During the 1990s Robert was president/CEO of the Greater Tucson Economic Development Council (GTEC), a regional public/private community partnership of the private sector, the City of Tucson and Pima County. Under Robert’s leadership, Tucson was a national leader in attracting jobs and investment; creating effective regional collaboration; and in high-tech industry cluster development. Previously, Robert was President of the Brownsville Texas Economic Development Council a public-private partnership agency supporting industrial growth and new business development in the Rio Grande Valley on the border with Mexico. In the 1980’s Robert worked with Henry Cisneros, Mayor of San Antonio to develop that city as the primary hub of US/Mexico trade and investment and to develop new initiatives to foster attraction of investment by technology and industrial firms from the five tigers of Asia: Japan, Republic of Korea, Taiwan, Hong Kong and Singapore. Robert conducted research for and advised San Antonio Mayor Henry G. Cisneros while he served on the President’s Commission on Central America (Kissinger Commission) in 1984-1985 and on the Bilateral Commission on the Future of U.S./Mexico Relations, 1987-1989. Robert has a Bachelor’s in business degree from the University of Texas at Austin, an MBA from Loyola College, and is a Certified Economic Developer (CEcD) of the International Economic Development Council. He also serves on the advisory board of The Competiveness Institute (TCI), the international organization of cluster-based economic development, based in Barcelona. Robert is fluent in English and Spanish, with working experience in Japanese, French, Italian and some Mandarin.
Flavio Feferman
Flavio Feferman is President of DevMarkets and Lecturer at the University of California, Berkeley, Haas School of Business. During his 20 years of professional experience, Flavio directed several international feasibility studies and sectoral evaluations for private investors and for international organizations such as the World Bank, the Inter-American Development Bank, and the U.S. Trade and Development Agency. He has served as strategic consultant to companies such as eBay, Visa, and Bechtel, as well as to non-profits such as the Goldman Environmental Prize, Global Greengrants, and Technoserve.
Flavio has worked in several countries in Latin America and Africa and recently served as keynote speaker for a conference organized by the World Business Council for Sustainable Development. He is a Lecturer at the University of California, Berkeley, where he teaches a course on Business, Technology and Economic Development in the MBA program.
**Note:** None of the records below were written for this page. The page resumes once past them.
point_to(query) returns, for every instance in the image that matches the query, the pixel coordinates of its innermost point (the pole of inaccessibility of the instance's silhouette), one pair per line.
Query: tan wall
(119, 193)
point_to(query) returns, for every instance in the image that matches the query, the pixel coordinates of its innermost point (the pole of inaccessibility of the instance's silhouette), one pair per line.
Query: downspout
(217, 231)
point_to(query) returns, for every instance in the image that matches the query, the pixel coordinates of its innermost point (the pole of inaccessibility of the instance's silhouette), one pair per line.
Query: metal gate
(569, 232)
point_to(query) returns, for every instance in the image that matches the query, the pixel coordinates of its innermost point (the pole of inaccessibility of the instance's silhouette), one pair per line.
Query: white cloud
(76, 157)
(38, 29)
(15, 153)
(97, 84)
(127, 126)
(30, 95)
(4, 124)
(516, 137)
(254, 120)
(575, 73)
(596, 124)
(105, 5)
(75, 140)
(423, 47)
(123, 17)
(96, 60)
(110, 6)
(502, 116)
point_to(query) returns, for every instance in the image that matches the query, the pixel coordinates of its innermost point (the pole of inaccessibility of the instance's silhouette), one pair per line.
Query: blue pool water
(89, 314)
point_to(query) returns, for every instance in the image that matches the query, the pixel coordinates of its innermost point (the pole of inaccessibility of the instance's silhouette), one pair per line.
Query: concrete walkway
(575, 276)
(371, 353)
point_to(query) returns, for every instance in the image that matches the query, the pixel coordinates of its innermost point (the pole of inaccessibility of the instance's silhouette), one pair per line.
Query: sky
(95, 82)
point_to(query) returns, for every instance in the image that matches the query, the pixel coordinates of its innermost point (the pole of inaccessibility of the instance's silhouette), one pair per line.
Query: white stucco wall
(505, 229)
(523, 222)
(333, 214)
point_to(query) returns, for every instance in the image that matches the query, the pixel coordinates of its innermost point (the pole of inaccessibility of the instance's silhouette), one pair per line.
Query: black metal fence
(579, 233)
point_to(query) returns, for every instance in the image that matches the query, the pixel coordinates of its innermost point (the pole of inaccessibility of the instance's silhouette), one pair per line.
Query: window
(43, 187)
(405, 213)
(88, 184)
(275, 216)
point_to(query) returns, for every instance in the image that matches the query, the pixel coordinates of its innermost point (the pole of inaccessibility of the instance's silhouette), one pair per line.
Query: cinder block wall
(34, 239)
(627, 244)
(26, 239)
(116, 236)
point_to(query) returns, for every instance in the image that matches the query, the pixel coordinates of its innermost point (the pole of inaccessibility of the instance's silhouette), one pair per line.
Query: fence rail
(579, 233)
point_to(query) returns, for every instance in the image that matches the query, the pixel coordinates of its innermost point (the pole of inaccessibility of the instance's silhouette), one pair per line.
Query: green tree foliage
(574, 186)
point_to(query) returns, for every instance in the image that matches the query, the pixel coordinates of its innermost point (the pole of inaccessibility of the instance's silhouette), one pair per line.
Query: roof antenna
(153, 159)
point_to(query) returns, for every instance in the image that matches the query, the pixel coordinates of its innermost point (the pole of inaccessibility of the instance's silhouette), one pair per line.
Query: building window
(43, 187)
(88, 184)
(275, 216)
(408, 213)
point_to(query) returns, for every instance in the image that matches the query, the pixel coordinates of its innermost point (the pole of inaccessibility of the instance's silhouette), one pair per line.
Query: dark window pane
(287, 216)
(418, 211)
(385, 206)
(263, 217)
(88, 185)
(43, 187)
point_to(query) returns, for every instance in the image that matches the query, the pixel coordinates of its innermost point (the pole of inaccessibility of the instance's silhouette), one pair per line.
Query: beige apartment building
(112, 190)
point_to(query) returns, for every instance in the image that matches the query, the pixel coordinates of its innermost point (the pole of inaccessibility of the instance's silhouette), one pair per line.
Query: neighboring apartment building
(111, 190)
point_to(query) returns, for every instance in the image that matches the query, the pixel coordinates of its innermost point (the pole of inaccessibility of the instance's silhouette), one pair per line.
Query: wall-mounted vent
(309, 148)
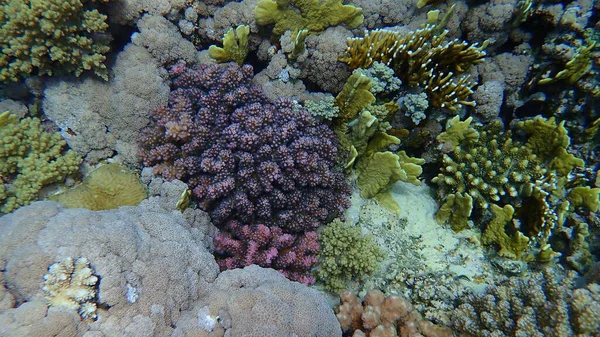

His teaching and professional interests include economic development, information technology, renewable energy, agricultural development, marketing strategy, financial valuation and entrepreneurship in developing regions.
Flavio obtained an MBA from the U.C. Berkeley Haas School of Business, focusing on Finance and Marketing. He holds an MA in Economic Development and Agricultural Economics (FRI program) from Stanford University and a BA in Quantitative Economics also from Stanford. Flavio is originally from Brazil and is fluent in Portuguese, Spanish and French.